LONDON (CNNMoney.com) -- Job cuts have begun at Bear Stearns and that could mark the start of a broader wave of layoffs across Wall Street as firms survey the damage caused by the recent downturn in financial markets.
Some 240 employees at a Bear Stearns lending unit were laid off Wednesday, according to a company spokesperson.
The pink slips come a little more than a month after two of the firm's hedge funds blew up, ultimately costing Bear Stearns co-president Warren Spector his job.
The meltdown in financial markets is likely to lead to more job cuts on Wall Street, headhunters say.
"Certainly some departments are going to be hurt," said Danny Sarch, president of Leitner Sarch Consultants, a New York firm which specializes in the financial services industry.
In many cases, the divisions which have been hit most by the recent downturn are the ones that have been aggressively growing their headcount. The prime brokerage business, which services hedge funds, for instance, has grown dramatically in recent years, Sarch noted.

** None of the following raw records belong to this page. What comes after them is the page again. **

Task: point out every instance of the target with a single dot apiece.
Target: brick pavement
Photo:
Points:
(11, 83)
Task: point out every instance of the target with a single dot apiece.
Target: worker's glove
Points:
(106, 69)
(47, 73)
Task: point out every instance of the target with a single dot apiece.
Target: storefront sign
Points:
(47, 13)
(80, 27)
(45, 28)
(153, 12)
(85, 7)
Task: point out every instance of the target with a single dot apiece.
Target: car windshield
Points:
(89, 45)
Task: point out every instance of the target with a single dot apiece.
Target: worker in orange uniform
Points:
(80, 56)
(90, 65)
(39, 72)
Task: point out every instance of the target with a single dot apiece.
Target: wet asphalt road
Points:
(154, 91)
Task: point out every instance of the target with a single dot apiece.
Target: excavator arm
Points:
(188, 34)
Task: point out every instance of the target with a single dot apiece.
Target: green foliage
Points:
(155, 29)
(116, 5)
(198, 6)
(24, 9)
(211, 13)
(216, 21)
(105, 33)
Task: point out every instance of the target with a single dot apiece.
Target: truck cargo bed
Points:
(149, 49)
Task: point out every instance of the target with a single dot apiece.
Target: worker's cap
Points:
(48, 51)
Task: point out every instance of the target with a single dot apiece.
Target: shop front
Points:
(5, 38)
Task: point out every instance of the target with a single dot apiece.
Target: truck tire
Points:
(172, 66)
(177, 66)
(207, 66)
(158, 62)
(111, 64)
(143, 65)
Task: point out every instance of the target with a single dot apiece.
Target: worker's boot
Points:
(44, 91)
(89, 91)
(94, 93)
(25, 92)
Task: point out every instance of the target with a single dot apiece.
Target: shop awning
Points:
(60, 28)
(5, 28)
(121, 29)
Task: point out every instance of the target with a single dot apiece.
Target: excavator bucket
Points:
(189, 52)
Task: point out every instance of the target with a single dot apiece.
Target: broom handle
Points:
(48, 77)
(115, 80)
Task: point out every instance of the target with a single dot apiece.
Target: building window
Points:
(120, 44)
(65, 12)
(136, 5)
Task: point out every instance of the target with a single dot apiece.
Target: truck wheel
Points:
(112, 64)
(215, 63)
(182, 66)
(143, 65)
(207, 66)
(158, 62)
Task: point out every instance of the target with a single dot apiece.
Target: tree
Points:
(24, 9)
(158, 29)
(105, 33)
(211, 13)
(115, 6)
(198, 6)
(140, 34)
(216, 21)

Alan Johnson, managing director of Johnson Associates, a New York compensation consulting firm, expects layoffs in the mortgage and structured products divisions of the big banks before the end of the year.
Business was brisk at Wall Street firms until turmoil hit this summer. At the heart of the crisis are complex securities that have exploded on Wall Street in recent years. Trading and issuance of these debt instruments, which often are backed by home loans, has stalled amid a mortgage meltdown.
"This is not going to help structured credit traders or even vanilla credit traders, nor is it going to assist the career prospects for those in synthetic structures by any stretch of the imagination," said Shaun Springer, chief executive of Napier Scott, a headhunter in London, where several Wall Street firms have been growing their ranks.
One place Wall Streeters may find solace is in private equity firms, which while hit by the debt crunch, may not be as quick to cut jobs as a result.
"It seems like the reaction of investment banks sometimes is to throw a switch and freeze hiring - but private equity doesn't always work that way, said Brian Korb, who heads the private equity practice at New York search firm Glocap.
While private equity firms may find financing harder to come by, they have some flexibility. Buyout funds have been raising record amounts of money, and since investors commit money for the long term, they aren't subject to redemptions the way some hedge funds are, Korb said.
While job cuts may be an immediate fallout from the financial market downturn, end-of-year bonuses - the salvation for many Wall Streeters - appear safe for now. Johnson expects bonuses this year to top the record $23.9 billion Wall Street firms paid out last year.
But instead of splurging on Ferraris and fine art, Wall Street professionals may want to start saving. Johnson expects bonuses to start falling, by as much as 10 to 15 percent, in 2008, although others say it's still too early to forecast a downturn.
"A lot of the problems in subprime and mortgages, most of that is not going to show up until next year," Johnson said. That's also when financial losses from loan-related write offs will start to pressure firm-wide compensation at the brokerages.